Hi Rob,
Thanks . One of the things that your posts in many of the recent threads has done is to make me think more heavily about the concept of "convention" (as in "conventional warfare", "Geneva convention", etc.). It has struck me that one of the key endstates we are aiming for is the acceptance, at an international level, of a series of political conventions that can be generally accepted rather than imposed. I'm still working that one through, but I have a feeling that if we want and state of lack of general conflict in the open warfare sense, that will be one of the keys.
Yeah - I tracked about 300 years of that in my dissertation looking at the interplay between technology, technique, and social forms. What I was looking at was a fairly simple question of what constellation of factors encouraged the development of bureaucratic organizations and what led to their downfall. From what I could see, it seemed to be tied into a number of different factors, but the one, crucial one was the maturation curve on productive and communicative technologies and its effects on the most satisficing format for resource distribution inside a society.
I think that is a key observation, Rob. All of our present political systems, at least the ones based on state power, are predicated on the concept of scarcity. But what happens when production outstrips demand? First, there is a distribution question (Marx's classic mistake that Polanyi got right). Is there a "mature" distribution system available to get the produced goods and services to where the demand is. We can already see some of the effects when the answer is yes in the service / information industry (think call centres in India and China, along with data processing, data input, etc.). If the answer is no, then you still have local scarcities and overabundances that produce a differential that allows for a classic market exchange economy to boom.

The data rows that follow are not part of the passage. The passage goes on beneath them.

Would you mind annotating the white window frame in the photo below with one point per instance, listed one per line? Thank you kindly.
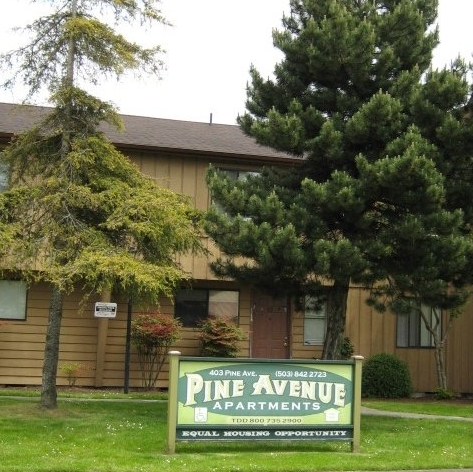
(315, 321)
(210, 303)
(13, 296)
(411, 331)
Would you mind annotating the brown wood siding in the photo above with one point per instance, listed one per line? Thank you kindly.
(22, 342)
(372, 333)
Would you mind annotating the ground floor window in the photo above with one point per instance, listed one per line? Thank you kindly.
(193, 306)
(315, 321)
(411, 329)
(13, 300)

The second observation is more political. When you have an abundance of resources and a fairly good distribution system then, in order for the classic economy to boom, you need to either open up new markets (think NAFTA, GATT, etc.) or you need to create artificial markets (e.g. monopolies and oligopolies - think about the prescription drug situation in the US) or you need to destroy some of the production to drive up prices (think about the slew of litigation regarding patent infringements, etc.). BTW, this is assuming that the "classic economy" is based on fairly short term maximizing strategies.
On the political level, we tend to find "private" corporations acting as strong lobbyists to the political elites. You can see that in Washington today, but the same thing happened in the UK in the 1820's and 30's with the development of long distance steamboats (Headrick's The Tools of Empire does a great job of tracking this). Inevitably, "national interest" leads to an intertwining of corporate and political interests that ends up on a war footing (think about the Opium Wars with China).

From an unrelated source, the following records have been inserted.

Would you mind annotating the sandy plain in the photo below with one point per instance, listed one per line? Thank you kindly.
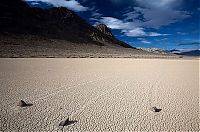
(99, 94)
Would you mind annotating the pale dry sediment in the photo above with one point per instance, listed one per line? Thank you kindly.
(99, 94)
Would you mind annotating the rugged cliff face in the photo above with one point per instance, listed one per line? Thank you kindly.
(57, 23)
(104, 29)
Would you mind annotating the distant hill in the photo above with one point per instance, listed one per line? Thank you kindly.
(190, 53)
(57, 23)
(56, 32)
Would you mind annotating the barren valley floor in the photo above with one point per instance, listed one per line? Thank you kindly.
(99, 94)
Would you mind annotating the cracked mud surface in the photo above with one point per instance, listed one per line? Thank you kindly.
(99, 94)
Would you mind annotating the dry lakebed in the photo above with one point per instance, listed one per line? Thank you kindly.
(112, 94)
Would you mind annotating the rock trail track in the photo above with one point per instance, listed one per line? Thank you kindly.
(99, 94)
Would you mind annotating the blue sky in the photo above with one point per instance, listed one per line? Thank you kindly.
(167, 24)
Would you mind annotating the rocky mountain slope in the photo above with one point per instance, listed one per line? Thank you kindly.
(57, 23)
(56, 32)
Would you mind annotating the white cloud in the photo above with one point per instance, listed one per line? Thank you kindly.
(115, 23)
(143, 40)
(71, 4)
(146, 42)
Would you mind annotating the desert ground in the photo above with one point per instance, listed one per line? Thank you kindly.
(105, 94)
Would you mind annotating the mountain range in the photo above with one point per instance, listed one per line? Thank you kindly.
(55, 32)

Still on the political level, we start to see some of the problems with "lag" showing up. The Brits did a really great job of dealing with their political problems in the early industrial revolution by, in part, co-opting the "best" of the rising industrialists into their class system with all the political power that implied in the 19th century. At the same time, they widened the franchise and allowed pretty much anyone to run for parliament, which co-opted most of the potential revolutionaries or, at least, established a good system for forcing them "out of the water" in COIN terms.
In the US, your political system developed in an agrarian society with a fairly long transit time (it's why you have that wonky College of Electors system). At the time, it made perfect sense but, with the rise of railroads and the telegraph, it actually became technologically redundant. The rise of the party system, and especially its hardening into two supra-parties, made sense in the post WW I system with broadcast communications technologies. Nowadays, when interactive technologies are the norm, it just makes for a bad French bedroom farce as we see politician after politician falling to scandals. BTW, we have the same problem in parliamentary democracies but, because of the way they tend to be structured, it is more likely that you will have more than two parties which allows for the system to survive even as parties are destroyed and new ones are generated (the Social Credit Party and the Bloc Quebecoise in Canada are examples of that).

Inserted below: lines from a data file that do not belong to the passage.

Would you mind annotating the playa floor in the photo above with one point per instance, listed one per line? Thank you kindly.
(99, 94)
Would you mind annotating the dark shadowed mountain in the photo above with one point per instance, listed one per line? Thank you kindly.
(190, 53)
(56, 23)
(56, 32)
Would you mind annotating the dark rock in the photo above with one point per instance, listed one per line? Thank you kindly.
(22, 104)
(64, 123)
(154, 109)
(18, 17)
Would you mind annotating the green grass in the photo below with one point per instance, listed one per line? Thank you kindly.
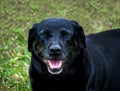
(18, 16)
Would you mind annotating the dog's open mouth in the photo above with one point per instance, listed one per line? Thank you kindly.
(54, 66)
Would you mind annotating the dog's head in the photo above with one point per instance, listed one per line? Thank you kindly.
(55, 42)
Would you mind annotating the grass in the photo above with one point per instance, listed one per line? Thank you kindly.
(17, 16)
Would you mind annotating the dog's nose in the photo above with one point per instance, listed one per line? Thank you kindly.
(55, 49)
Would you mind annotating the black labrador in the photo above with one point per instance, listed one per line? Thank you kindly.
(64, 58)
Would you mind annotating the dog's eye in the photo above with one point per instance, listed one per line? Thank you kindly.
(46, 33)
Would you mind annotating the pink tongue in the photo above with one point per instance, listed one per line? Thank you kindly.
(55, 63)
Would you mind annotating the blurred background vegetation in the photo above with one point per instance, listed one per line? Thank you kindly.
(18, 16)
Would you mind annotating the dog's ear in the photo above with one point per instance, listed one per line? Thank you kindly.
(79, 33)
(31, 36)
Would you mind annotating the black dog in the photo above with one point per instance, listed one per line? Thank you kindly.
(64, 58)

In many ways, the political systems lead to not only the capability gap you point to but, also, a credibility gap. In many ways, democracies (and republics ), are purposefully inefficient. I suspect that parliamentary democracies are less efficient than republics as a governmental form. In part, this is because the systems were designed that way on purpose - to limit the power of the State in reference to the population; certainly that was the case in the Anglo-culture complex. Our ancestors didn't want an "efficient" government, because and "efficient" government would be able to dominate and control the populace, so our trade-off was inefficiency for individual freedom in some areas.
I totally agree with that! It is much easier for a nation to say "I want this - give it to me or else!" than to say something like "How can we [multiple nations] build a system that allows all of us to get at least some of what we want?". It's one of the reasons why it is so simple to start a revitalization or apocalyptic movement - it's simpler to destroy than create (call that the Principle of Social Entropy ).
Personally, I'm for more coffee - have fun on your run!